Bardzo mnie ucieszyło odkrycie, że członek Senatu UWr, dr Jakub Michaliszyn, na swoim blogu także pisze o posiedzeniach tego ciała i swojej aktywności w nim. Można tylko wyrazić nadzieję, że śladem dr. J. Michaliszyna (i moim) pójdą niedługo kolejne osoby.
Blog a Senat
Podstawową formą informowania na bieżąco o pracy w Senacie jest dla mnie blog. Próby uzyskanie dostępu do innych uczelnianych kanałów wymiany informacji, które podejmowałem od jesieni, nie powiodły się.
Ponieważ uważam, że społeczności Wydziału, moim wyborcom, taki przekaz ode mnie się należy, wykorzystuję medium już dobrze mi znane.
Jest to działalność de facto prywatna, choć przecież ściśle zawodowa (serwer oraz domenę opłacam z własnych pieniędzy), ale mogę zachować niezależność, dzielić się przemyśleniami i pisać o sprawach mnie interesujących w rytmie samodzielnie wyznaczanym.
”Jak będzie w Senacie?”
Te zalety bloga wykorzystuje także inny członek Senatu, dr Jakub Michaliszyn. Publikuje krótkie wpisy o posiedzeniach i podejmowanych na nich sprawach, informuje o swojej aktywności. Jest to wprawdzie początek, ale już teraz cieszę się, że mój blog nie jest jedyny (oczywiście poza rektorskim blogiem i biuletynem).
Nie będę rekapitulować wpisów dr.

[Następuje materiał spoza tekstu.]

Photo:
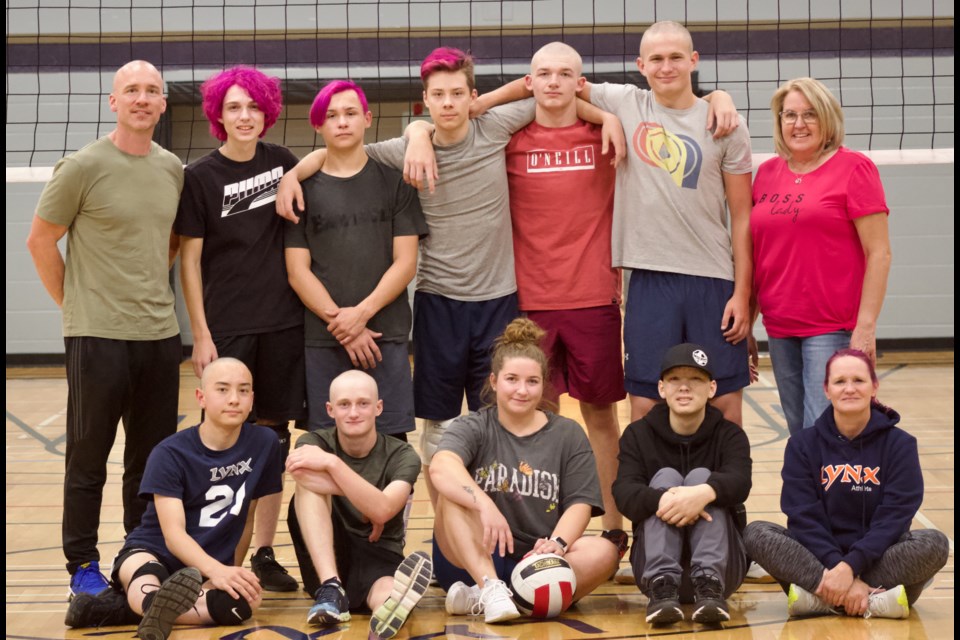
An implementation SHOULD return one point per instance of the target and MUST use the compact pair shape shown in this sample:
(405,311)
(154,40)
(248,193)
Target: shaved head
(353,379)
(667,27)
(222,365)
(555,50)
(131,68)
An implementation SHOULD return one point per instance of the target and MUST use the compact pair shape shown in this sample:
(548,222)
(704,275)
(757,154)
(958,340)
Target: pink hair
(447,59)
(318,111)
(263,89)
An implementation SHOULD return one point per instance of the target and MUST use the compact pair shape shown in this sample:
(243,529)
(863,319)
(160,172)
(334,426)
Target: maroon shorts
(584,347)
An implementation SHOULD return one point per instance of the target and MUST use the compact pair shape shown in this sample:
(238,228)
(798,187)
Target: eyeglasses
(809,116)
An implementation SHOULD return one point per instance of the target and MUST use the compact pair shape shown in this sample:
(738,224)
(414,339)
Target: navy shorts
(451,350)
(275,359)
(666,309)
(393,382)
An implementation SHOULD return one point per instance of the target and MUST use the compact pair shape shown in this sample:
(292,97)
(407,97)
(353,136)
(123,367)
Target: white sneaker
(462,599)
(496,602)
(891,603)
(758,575)
(803,603)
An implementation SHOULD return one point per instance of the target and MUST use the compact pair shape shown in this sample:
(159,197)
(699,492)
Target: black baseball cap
(686,355)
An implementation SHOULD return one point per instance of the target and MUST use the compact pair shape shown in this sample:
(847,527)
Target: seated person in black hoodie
(851,488)
(684,472)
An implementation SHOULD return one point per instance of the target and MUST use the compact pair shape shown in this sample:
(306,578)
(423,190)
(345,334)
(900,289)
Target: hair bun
(522,331)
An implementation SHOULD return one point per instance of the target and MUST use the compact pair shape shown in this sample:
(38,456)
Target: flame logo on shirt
(678,155)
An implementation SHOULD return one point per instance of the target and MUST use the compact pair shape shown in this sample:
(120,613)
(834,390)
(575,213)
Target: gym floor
(919,385)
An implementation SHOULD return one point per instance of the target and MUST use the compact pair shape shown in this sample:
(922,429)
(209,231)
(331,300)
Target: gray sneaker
(410,582)
(177,595)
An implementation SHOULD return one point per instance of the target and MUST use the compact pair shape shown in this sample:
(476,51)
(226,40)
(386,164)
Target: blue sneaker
(88,579)
(332,605)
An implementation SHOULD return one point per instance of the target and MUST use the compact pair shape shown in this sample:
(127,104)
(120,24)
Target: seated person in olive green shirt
(346,519)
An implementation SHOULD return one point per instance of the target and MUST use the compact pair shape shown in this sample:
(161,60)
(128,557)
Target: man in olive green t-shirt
(116,200)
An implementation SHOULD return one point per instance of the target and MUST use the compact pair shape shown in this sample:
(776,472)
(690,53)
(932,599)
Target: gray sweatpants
(912,561)
(714,547)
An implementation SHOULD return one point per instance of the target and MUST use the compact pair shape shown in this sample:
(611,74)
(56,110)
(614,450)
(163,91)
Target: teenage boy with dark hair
(347,522)
(684,474)
(233,273)
(183,563)
(466,286)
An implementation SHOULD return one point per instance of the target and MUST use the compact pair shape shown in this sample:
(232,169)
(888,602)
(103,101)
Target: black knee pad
(283,435)
(227,610)
(152,568)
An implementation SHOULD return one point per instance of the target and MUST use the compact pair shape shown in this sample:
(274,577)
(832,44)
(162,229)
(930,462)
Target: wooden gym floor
(919,386)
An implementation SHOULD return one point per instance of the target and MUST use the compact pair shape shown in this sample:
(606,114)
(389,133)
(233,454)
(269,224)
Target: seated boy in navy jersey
(346,520)
(201,484)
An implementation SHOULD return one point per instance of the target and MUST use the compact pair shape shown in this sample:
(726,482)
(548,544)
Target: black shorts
(359,563)
(275,360)
(392,375)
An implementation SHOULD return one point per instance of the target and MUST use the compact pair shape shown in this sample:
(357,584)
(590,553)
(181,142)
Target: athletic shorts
(446,573)
(451,350)
(583,346)
(359,563)
(393,382)
(666,309)
(275,358)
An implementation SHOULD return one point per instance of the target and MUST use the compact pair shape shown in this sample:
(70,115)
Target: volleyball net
(889,62)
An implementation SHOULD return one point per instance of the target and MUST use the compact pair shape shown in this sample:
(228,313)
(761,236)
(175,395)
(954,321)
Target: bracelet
(560,542)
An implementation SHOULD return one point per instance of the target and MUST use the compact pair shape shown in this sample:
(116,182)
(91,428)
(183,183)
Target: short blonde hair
(826,106)
(667,27)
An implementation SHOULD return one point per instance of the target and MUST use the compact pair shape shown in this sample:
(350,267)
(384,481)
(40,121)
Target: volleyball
(543,585)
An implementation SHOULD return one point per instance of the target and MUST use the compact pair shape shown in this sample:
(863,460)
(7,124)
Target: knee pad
(226,610)
(430,438)
(152,568)
(283,435)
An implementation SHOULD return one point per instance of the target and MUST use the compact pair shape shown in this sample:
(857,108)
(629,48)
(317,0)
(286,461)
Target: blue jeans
(799,365)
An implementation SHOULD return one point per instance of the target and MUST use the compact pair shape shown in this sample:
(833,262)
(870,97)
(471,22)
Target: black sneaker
(177,595)
(619,538)
(332,605)
(664,605)
(107,608)
(272,576)
(709,605)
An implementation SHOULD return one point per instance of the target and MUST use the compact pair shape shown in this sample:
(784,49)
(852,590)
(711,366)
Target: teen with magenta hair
(233,273)
(851,488)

J. Michaliszyna, zachęcam gorąco do zajrzenia na jego stronę. Można ją nieco dopracować (dodać nazwisko właściciela, prawa autorskie, kontakt), ale już teraz trzymam kciuki, by dr Michaliszyn znalazł czas i zaczął regularnie blogować.
Jest jednym z bardziej aktywnych uczestników naszego gremium, jego głos liczy się. Warto, by społeczność akademicka mogła poznać jego opinie i pomysły.
Prywatna działalność
Coraz częściej zadaję sobie pytanie, dlaczego aktywność wykraczająca poza standardową, bywa traktowana jako prywatna, a co za tym idzie jakby niekonieczna (by nie powiedzieć kłopotliwa…). A może przyczyną jest pewnego rodzaju brak zrozumienia dla „nadwymirowej” aktywności i różnych jej przejawów?
W ostatnich tygodniach wróciłem do regularnych treningów biegowych. Zwykle w trakcie słucham nie muzyki, a podcastów. Bardzo często zwraca się w nich uwagę na sytuację pandemiczną i jej wpływ na gospodarkę, na pracę przedsiębiorców, potrzebę szukania nietuzinkowych rozwiązań itd.
Audycje te umacniają mnie w przekonaniu, że znajdujemy się w szczególnym momencie. Musimy porzucić swe dotychczasowe przyzwyczajenia, nierzadko wyjść ze swojej strefy komfortu, zaryzykować, odpowiedzieć na jakieś wyzwania.
Jak będzie wyglądać świat po pandemii, tego nikt nie wie. Wiadomo jednak, że tzw. powrotu do normalności, czyli stanu z pierwszych tygodni 2020 r. nie będzie. Szukanie już teraz różnego rodzaju rozwiązań dla swego najbliższego otoczenia, „przetrawienie” doświadczeń zdalnej pracy i życia online jest ważne, a wręcz konieczne.